Friday, 6 July 2007

Setting up the Saxon Servlet

I found very little documentation on how to do implement the Saxon Servlet and get it working - so here goes.
1. Install Tomcat - I have Tomcat v6 already installed. It was the basic installation.
2. in webapps add a directory called xslt
copy the files to the following locations:
xslt
  |
  WEB-INF
      web.xml
    |
    classes
      SaxonServlet.class
    |
    lib
      Saxon8.jar + other saxon jars

web.xml consists of the following lines:
<web-app>
<display-name>Saxon Servlet Example</display-name>
<description>
Saxon Servlet Example
</description>
<servlet>
<servlet-name>SaxonServlet</servlet-name>
<servlet-class>SaxonServlet</servlet-class>
</servlet>
<servlet-mapping>
<servlet-name>SaxonServlet</servlet-name>
<url-pattern>/SaxonServlet</url-pattern>
</servlet-mapping>
</web-app>


then use the following url to calls the transformation:
http://localhost:8080/xslt/SaxonServlet?source=books.xml&style=books.xsl

and to clear the stylesheet cache:
http://localhost:8080/xslt/SaxonServlet?clear-stylesheet-cache=yes

Thursday, 5 July 2007

XSLT Generating lists in InDesign Interchange

Lists within the INX format are wrapped in a <pcnt> element. Each list item is generated by a carriage return - there are no child elements to define a list item. This becomes an issue when processing inline elements from the source. The way I have overcome this is to have a two stage process. The template for a list applies templates in a given mode and hold the node-set in a variable, this variable is then transformed in another mode:
<xsl:template match="ul">
<xsl:variable name="list">
<xsl:apply-templates mode="inline"/>
</xsl:variable>
<xsl:apply-templates select="$list" mode="out"/>
</xsl:template>
Without this method the result contains elements for each list item.

Wednesday, 4 July 2007

InDesign Interchange Format

InDesign CS2 provides an export format called Interchange (INX) This produces an xml document which can be used for rolling InDesign documents back to previous versions. Although Adobe documentation denotes that this format should only be used for backward compatibility because it may change the INX schema in future releases, a tinkering guy like myself cant help but notice that if we generate an INX document from an XSL transformation on raw data we have a means of generating unique InDesign documents instead of using XML feeds.

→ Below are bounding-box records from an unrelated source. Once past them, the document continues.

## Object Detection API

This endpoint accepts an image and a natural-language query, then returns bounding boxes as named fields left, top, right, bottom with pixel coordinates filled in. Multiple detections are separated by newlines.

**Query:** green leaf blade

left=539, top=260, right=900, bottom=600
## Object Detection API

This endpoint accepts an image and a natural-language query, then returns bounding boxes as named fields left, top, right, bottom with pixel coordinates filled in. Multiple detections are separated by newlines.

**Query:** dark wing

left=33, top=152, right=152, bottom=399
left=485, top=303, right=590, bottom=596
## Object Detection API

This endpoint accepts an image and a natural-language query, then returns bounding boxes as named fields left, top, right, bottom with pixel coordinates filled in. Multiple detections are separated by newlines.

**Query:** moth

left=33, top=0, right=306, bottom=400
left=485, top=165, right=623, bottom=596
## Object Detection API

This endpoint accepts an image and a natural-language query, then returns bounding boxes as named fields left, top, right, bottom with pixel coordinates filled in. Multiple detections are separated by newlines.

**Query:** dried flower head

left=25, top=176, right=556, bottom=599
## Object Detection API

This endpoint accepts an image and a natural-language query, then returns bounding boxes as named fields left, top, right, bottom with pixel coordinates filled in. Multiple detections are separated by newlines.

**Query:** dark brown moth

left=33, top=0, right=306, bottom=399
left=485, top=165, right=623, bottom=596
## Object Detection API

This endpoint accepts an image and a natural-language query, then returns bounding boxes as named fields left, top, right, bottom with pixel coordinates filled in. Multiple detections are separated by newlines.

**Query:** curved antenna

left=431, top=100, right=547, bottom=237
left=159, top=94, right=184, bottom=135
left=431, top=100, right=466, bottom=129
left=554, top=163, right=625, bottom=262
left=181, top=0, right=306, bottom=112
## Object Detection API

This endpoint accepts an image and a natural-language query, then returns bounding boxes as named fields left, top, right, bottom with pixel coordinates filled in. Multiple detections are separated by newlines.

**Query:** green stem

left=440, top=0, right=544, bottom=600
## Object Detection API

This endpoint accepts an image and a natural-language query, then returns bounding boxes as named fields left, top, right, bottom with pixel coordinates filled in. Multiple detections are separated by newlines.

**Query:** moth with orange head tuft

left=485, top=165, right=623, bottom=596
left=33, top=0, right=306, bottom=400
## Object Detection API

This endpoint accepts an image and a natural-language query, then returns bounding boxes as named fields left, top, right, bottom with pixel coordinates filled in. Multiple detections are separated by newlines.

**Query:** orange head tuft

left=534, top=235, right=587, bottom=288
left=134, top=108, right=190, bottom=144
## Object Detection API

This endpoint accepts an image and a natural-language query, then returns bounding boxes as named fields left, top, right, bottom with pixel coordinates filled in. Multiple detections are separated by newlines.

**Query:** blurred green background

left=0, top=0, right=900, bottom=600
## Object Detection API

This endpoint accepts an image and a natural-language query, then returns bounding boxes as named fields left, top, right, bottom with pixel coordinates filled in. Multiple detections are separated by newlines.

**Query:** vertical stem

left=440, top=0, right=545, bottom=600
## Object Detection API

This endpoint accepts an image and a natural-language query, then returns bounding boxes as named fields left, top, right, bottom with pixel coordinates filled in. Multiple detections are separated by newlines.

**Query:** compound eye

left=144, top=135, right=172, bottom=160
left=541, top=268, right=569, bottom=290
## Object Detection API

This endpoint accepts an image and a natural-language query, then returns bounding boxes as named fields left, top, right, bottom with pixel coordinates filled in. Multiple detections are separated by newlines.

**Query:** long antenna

To introduce a proof-of-concept I constructed an InDesign document based upon a PIL from a brand of well known hay-fever tablets. I then exported this format out as INX format using the exported INX as a guide attempted to produce and XSLT to take data from KMS and run out a formatted InDesign document. This works!

A few things are worth noticing:

ACE processing instructions: these insert characters disallowed in a well formed XML document - see http://partners.adobe.com/public/developer/indesign/sdk/explodedSDK/cs.01/docs/references/api/TextChar_8h-source.html
for a full listing

aid procssing instructions: these a markers and usually can be ignored when producing an INX using XSLT

Text nodes - each text node is preceded with c_ - this indicates that the element content is a string.

Lists - an IX list is contained within a <pcnt> element and each item is separated by a paragraph break

Hidden InDesign Characters

An interesting aspect I have come across when trying to introduce InDesign into workflows is the use of "hidden characters" in the exported xml and InDesign Interchange formats that denote line and paragraph breaks. Viewing in UTF-8 they are completely hidden, changing to an ANSI view they are displayed as "รข€©" - thats without the speech marks.
This can cause issues when using an XSL transformation to generate data for use within InDesign. Without these hidden characters all paragraph and line breaks cease to exist in the document.
The initial trick I used to to get around this was to include a named template thus:
<xsl:template name="break">
<xsl:text>
</xsl:text>
</xsl:template>
This was called each time a paragraph break was needed.
More recently I have found that using the character entities &#x2028; (for a paragraph break) and &#x2029; (for a line break) does the same trick.